Orthop Surg. 2012 Aug;4(3):145-55. doi: 10.1111/j.1757-7861.2012.00191.x.
To retrospectively assess the clinical and functional outcomes of a group of patients receiving Charitè lumbar disc replacement and to compare those outcomes to the corresponding surgical technical accuracy.
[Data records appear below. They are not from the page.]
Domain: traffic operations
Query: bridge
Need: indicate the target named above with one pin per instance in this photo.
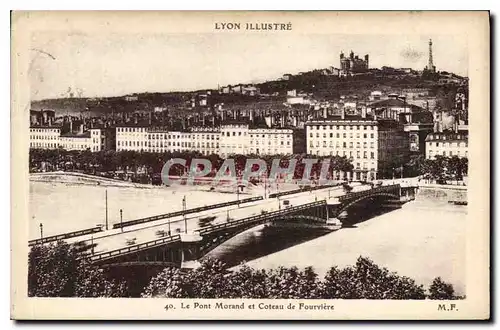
(322, 209)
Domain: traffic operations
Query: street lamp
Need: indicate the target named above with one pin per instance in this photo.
(184, 213)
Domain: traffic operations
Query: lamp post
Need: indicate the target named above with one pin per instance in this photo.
(121, 219)
(184, 213)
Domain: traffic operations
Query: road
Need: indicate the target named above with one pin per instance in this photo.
(115, 239)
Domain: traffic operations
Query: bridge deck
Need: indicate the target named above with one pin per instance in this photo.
(146, 234)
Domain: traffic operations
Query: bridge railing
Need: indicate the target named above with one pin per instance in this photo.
(358, 194)
(64, 236)
(296, 191)
(189, 211)
(256, 218)
(137, 247)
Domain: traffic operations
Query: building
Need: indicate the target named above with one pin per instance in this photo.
(131, 137)
(131, 98)
(352, 65)
(44, 137)
(373, 145)
(271, 141)
(447, 144)
(417, 133)
(205, 140)
(399, 109)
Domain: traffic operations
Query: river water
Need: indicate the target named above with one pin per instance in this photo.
(422, 240)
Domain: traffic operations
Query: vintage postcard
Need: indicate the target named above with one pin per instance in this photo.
(250, 165)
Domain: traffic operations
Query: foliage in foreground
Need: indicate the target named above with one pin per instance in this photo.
(364, 280)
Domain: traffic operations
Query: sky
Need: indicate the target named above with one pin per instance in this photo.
(114, 65)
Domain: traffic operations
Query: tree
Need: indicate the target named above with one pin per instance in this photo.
(170, 283)
(56, 270)
(440, 290)
(290, 283)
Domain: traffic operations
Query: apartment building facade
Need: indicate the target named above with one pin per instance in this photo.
(372, 145)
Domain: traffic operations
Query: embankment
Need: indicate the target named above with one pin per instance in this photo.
(84, 179)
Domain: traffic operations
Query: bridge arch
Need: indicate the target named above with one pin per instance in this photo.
(213, 241)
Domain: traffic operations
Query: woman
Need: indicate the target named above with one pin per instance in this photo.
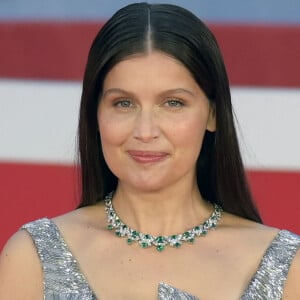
(161, 169)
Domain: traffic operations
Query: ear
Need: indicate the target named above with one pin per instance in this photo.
(211, 122)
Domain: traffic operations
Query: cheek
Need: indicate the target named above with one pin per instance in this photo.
(190, 132)
(112, 132)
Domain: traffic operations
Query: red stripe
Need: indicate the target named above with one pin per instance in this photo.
(255, 55)
(30, 191)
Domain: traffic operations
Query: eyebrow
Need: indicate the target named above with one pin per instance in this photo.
(172, 91)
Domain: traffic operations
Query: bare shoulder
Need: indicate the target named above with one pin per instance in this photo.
(249, 232)
(292, 288)
(20, 270)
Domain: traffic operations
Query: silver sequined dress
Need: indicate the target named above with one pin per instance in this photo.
(63, 279)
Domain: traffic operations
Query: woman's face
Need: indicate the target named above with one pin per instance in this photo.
(152, 118)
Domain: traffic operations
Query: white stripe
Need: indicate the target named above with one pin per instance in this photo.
(38, 123)
(269, 122)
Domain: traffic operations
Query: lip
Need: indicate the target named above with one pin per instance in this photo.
(147, 156)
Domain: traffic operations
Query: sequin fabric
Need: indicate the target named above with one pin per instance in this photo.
(63, 279)
(268, 282)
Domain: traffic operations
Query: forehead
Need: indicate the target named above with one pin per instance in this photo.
(154, 67)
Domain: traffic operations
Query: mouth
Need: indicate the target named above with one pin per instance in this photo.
(147, 156)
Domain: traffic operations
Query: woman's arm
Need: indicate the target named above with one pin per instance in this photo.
(292, 287)
(20, 270)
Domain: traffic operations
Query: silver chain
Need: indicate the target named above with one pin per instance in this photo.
(160, 242)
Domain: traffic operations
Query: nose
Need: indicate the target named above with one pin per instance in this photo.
(146, 127)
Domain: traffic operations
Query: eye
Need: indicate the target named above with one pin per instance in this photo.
(123, 103)
(174, 103)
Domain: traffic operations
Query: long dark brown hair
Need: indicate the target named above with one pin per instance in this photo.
(140, 28)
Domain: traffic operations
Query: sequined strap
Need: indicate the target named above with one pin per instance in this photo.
(62, 277)
(268, 282)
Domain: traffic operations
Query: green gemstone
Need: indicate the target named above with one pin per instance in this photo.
(134, 234)
(177, 245)
(160, 248)
(186, 234)
(160, 239)
(144, 245)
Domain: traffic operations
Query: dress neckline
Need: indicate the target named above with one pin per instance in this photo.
(162, 284)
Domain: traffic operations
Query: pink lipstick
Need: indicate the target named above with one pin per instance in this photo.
(147, 156)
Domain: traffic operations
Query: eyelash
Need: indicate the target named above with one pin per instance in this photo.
(119, 103)
(177, 102)
(172, 103)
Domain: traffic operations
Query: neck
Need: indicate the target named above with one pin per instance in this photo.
(164, 212)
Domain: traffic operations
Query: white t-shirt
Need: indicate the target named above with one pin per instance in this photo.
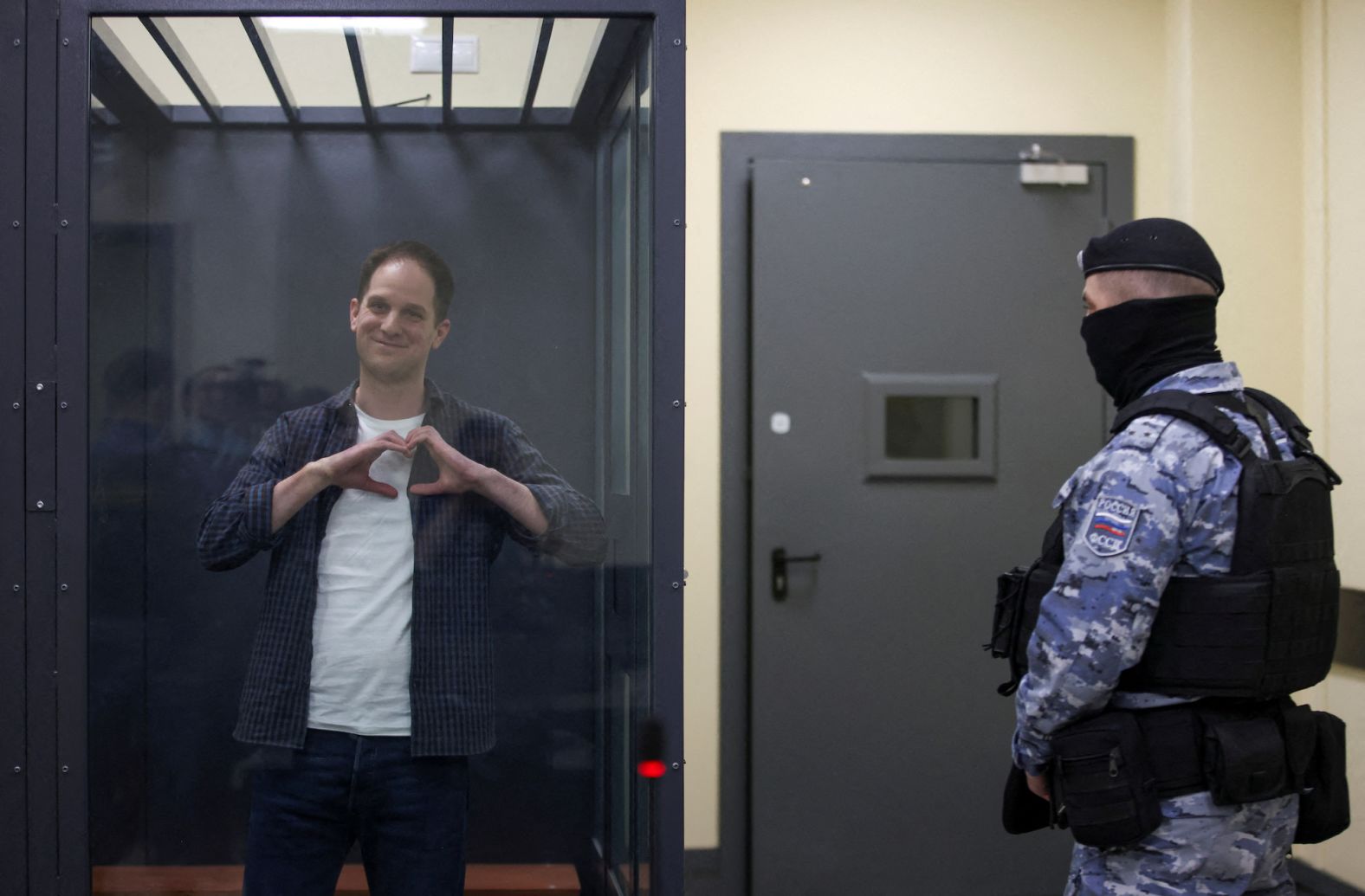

A retrospective study of all patients treated over a 3-year period was undertaken. Objective pain scores were quantified from 1 to 10. Short Form 36-Health Survey (SF-36v2) scores were compared to Australian population norms. Surgical placements were radiographically classified. Heterotopic ossification, disc height restoration and angle-defined instability were assessed using established protocols.
Twenty-five patients were identified with three patients lost to follow-up. Average follow-up was 34 months. Ideal surgical placement was achieved in five (33%) single-level and three (37.5%) dual-level disc replacements. Sub-optimal surgical placement was seen in nine (60%) single-level and five (62.5%) dual-level disc replacements. Poor surgical placement was observed in a single-level disc replacement. All patients demonstrated a reduction in objective pain score (P < 0.05). SF-36v2 outcomes were superior in single-level compared to dual-level and ideal compared to sub-optimal replacements (P < 0.05).
The hypothesis that ideal surgical placements are associated with improved clinical and functional outcomes in total lumbar disc replacement was confirmed.
回顾性评估接受 Charitè 腰椎间盘置换术治疗的一组患者的临床和功能结果,并将这些结果与相应的手术技术准确性进行比较。
对 3 年内接受治疗的所有患者进行回顾性研究。客观疼痛评分从 1 到 10 进行量化。使用澳大利亚人群标准比较了短格式 36 健康调查(SF-36v2)评分。对手术位置进行了放射学分类。使用既定方案评估异位骨化、椎间盘高度恢复和角度定义的不稳定性。
确定了 25 名患者,其中 3 名患者失访。平均随访时间为 34 个月。在 5 例单节段(33%)和 3 例双节段(37.5%)椎间盘置换术中实现了理想的手术位置。在 9 例单节段(60%)和 5 例双节段(62.5%)椎间盘置换术中观察到次优的手术位置。在单个节段椎间盘置换术中观察到较差的手术位置。所有患者的客观疼痛评分均降低(P < 0.05)。单节段的 SF-36v2 结果优于双节段,理想的手术位置优于次优的手术位置(P < 0.05)。
理想的手术位置与全腰椎间盘置换术的临床和功能改善结果相关的假设得到了证实。